In the classic 1967 film The Graduate the character Mr. McGuire advises recent college graduate Benjamin (Dustin Hoffman) to pursue a career in the up-and-coming plastics industry.

Mr. McGuire: I just want to say one word to you. Just one word.
Benjamin: Yes, sir.
Mr. McGuire: Are you listening?
Benjamin: Yes, I am.
Mr. McGuire: Plastics.
Benjamin spends the rest of the movie floating in the family pool and getting involved in messy love affairs, but at Proximity we were listening! From a design perspective plastics offer an amazing degree of flexibility, and in manufacturing this often translates into reduced costs and greater consistency – both of which are highly desirable. So as our in-house design capacity has grown and we’ve found vendors able to work with us, over time we’ve integrated more and more plastics into our products. Across all products we are currently using over 60 unique plastic parts designed by our team.
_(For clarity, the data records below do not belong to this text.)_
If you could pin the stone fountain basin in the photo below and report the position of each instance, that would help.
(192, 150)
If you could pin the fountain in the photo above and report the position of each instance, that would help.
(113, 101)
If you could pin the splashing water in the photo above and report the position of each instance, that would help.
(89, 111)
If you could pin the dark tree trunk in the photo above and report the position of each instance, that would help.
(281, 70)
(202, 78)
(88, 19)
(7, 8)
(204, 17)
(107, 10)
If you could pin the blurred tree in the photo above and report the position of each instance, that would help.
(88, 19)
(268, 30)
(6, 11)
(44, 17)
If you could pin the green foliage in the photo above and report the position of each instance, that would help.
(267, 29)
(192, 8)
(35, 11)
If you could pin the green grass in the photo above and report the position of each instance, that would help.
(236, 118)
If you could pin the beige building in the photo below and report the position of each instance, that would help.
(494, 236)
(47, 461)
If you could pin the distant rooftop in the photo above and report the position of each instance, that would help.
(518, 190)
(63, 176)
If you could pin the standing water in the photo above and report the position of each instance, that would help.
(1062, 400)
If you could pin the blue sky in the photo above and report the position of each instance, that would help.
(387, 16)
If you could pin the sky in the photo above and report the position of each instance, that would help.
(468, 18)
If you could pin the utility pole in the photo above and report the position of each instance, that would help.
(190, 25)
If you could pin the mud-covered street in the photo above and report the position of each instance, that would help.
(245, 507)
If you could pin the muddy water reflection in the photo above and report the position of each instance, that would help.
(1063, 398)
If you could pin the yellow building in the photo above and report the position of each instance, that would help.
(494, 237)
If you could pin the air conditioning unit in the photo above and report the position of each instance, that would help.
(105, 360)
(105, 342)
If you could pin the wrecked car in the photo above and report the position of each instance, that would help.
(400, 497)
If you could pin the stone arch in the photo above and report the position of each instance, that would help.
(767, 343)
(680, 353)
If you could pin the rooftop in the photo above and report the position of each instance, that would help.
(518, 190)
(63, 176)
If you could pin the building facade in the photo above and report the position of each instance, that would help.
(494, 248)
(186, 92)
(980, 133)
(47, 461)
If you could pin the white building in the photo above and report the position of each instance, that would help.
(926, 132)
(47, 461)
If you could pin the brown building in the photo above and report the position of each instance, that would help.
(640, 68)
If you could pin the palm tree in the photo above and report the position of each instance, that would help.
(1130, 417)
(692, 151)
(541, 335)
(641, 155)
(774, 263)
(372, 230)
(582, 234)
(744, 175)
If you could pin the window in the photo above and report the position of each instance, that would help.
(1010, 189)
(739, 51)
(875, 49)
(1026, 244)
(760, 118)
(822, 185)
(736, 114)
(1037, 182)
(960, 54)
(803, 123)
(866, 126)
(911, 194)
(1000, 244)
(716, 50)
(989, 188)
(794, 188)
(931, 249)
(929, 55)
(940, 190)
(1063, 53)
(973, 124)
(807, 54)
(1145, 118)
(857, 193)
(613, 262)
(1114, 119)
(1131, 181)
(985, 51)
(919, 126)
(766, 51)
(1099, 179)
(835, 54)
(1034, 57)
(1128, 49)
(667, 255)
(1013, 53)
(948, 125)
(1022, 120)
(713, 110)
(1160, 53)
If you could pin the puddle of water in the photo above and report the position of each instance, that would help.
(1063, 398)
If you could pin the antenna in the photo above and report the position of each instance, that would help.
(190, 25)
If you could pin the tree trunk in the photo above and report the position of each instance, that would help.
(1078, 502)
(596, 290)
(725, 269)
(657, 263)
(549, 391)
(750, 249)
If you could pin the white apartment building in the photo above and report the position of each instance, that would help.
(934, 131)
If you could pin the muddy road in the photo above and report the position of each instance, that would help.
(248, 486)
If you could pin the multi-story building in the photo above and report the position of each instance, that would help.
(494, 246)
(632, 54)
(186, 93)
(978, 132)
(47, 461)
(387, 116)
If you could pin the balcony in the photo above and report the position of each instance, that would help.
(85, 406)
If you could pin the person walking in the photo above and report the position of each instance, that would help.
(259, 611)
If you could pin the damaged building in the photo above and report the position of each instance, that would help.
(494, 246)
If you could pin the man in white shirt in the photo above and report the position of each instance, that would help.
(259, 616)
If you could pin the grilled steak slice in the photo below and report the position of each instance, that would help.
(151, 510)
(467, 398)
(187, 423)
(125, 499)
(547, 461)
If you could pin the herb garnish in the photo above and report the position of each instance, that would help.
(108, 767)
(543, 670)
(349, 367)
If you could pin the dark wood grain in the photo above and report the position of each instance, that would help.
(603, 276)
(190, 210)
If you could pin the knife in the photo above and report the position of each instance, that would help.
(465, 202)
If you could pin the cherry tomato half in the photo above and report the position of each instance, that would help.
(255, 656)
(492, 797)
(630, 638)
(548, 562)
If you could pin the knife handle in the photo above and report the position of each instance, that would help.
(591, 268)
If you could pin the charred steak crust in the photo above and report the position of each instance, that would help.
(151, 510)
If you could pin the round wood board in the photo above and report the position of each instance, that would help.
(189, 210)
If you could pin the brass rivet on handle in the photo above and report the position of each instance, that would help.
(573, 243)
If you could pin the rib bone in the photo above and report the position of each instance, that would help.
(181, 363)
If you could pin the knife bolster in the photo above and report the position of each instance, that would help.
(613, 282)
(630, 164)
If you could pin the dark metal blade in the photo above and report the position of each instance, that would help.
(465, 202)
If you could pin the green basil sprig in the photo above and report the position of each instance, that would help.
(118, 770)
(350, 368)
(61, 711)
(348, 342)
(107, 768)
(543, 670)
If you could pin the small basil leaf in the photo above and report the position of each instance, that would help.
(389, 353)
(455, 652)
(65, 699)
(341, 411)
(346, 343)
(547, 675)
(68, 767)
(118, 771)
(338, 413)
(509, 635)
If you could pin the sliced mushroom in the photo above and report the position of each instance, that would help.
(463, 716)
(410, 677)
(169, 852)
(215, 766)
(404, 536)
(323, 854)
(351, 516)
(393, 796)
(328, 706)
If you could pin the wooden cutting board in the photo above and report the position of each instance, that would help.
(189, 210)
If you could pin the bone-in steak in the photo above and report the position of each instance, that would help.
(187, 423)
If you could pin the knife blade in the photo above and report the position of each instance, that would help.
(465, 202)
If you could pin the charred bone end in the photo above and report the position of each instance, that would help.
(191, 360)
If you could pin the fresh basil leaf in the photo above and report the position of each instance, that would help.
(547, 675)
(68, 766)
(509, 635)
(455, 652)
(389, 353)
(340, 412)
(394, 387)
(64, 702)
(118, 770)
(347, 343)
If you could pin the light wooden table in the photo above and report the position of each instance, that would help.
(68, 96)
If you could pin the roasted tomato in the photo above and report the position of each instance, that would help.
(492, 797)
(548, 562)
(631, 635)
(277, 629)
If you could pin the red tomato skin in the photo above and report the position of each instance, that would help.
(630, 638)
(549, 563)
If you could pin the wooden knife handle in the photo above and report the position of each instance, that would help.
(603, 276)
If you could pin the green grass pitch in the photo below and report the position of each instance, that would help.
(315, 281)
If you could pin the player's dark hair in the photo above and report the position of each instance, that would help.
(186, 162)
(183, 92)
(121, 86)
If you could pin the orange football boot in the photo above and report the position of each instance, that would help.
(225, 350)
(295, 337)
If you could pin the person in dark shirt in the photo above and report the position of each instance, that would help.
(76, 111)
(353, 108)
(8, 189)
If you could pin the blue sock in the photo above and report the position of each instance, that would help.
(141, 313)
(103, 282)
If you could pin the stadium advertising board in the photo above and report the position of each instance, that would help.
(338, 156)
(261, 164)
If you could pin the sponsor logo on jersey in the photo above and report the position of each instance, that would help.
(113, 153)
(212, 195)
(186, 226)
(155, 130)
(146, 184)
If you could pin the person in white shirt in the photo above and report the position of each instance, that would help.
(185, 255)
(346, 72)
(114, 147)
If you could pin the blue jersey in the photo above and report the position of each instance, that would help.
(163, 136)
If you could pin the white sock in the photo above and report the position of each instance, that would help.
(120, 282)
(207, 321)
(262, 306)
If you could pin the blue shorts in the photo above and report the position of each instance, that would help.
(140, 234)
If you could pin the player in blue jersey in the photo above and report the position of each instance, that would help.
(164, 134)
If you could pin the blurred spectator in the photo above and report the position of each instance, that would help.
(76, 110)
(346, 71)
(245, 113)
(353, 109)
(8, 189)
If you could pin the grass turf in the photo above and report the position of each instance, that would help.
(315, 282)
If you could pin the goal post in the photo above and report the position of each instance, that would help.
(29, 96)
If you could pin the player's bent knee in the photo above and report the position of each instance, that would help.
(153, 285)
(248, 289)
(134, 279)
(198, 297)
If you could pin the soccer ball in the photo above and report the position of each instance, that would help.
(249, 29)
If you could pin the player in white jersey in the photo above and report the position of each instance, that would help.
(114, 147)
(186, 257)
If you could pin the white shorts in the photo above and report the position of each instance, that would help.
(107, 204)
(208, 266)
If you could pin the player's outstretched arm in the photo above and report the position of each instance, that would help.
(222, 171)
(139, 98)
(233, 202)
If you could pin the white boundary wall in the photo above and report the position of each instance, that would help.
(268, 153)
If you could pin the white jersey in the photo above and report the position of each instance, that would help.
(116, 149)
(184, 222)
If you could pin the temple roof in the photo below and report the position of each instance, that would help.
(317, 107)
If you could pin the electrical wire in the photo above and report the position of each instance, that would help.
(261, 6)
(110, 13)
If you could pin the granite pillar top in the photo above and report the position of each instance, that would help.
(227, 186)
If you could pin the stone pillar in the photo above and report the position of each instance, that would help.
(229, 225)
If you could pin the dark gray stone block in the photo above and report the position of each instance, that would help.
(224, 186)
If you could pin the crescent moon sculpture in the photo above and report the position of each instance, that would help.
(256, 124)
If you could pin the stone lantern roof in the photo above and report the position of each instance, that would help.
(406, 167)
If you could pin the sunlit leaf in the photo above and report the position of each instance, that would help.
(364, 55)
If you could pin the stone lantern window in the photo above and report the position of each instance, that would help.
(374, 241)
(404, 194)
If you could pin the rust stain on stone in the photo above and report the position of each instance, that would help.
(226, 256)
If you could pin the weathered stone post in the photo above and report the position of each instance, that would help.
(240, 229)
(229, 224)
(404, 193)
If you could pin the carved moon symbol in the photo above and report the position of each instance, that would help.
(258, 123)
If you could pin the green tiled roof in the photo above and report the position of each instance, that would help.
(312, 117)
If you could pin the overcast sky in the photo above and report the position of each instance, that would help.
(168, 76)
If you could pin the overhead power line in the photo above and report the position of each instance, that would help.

Left: the parts for the Kyan Ni junction box. Right: the Sin Pauq junction box.
The “junction box” is a great example of the motivations. This is the part in every pump which separates the water coming from the source into the two cylinders. In our Kyan Ni pump, the oldest among the products we’re currently manufacturing, the junction box is formed by six different steel parts and is assembled through four distinct welding operations. Every weld is subject to variability in process parameters and operator skill, so we have an extensive quality control operation in place to check for any flaws. Total cost of parts and labor is approximately 1900 Ks (about $2.15). In the Sin Pauq pump – a nearly all-plastic model introduced in 2010 -- the junction box is a single injection molded plastic part that costs only 850 Ks ($0.96), and assembly of this part with the rest of the pump is dead simple!
Of course, this is still Myanmar. Many elements of the tools, methods, and materials being used in the plastics industry here are still decades behind the most developed places. In our partnership with vendors here we are regularly pushing the envelope – seeking more complex geometry, better materials, and tighter control. The expertise our team has developed working within the present constraints is extremely unique and highly valuable for our ability to get products to market. It’s a lot of work, but in the end it’s worth it – through the use of plastics we are moving ever closer to our goals of making products that meet today’s standards of high quality and radical affordability for our customers.
An employee at an injection molding business pulls on a handle to force molten plastic into the cavity of a steel mold.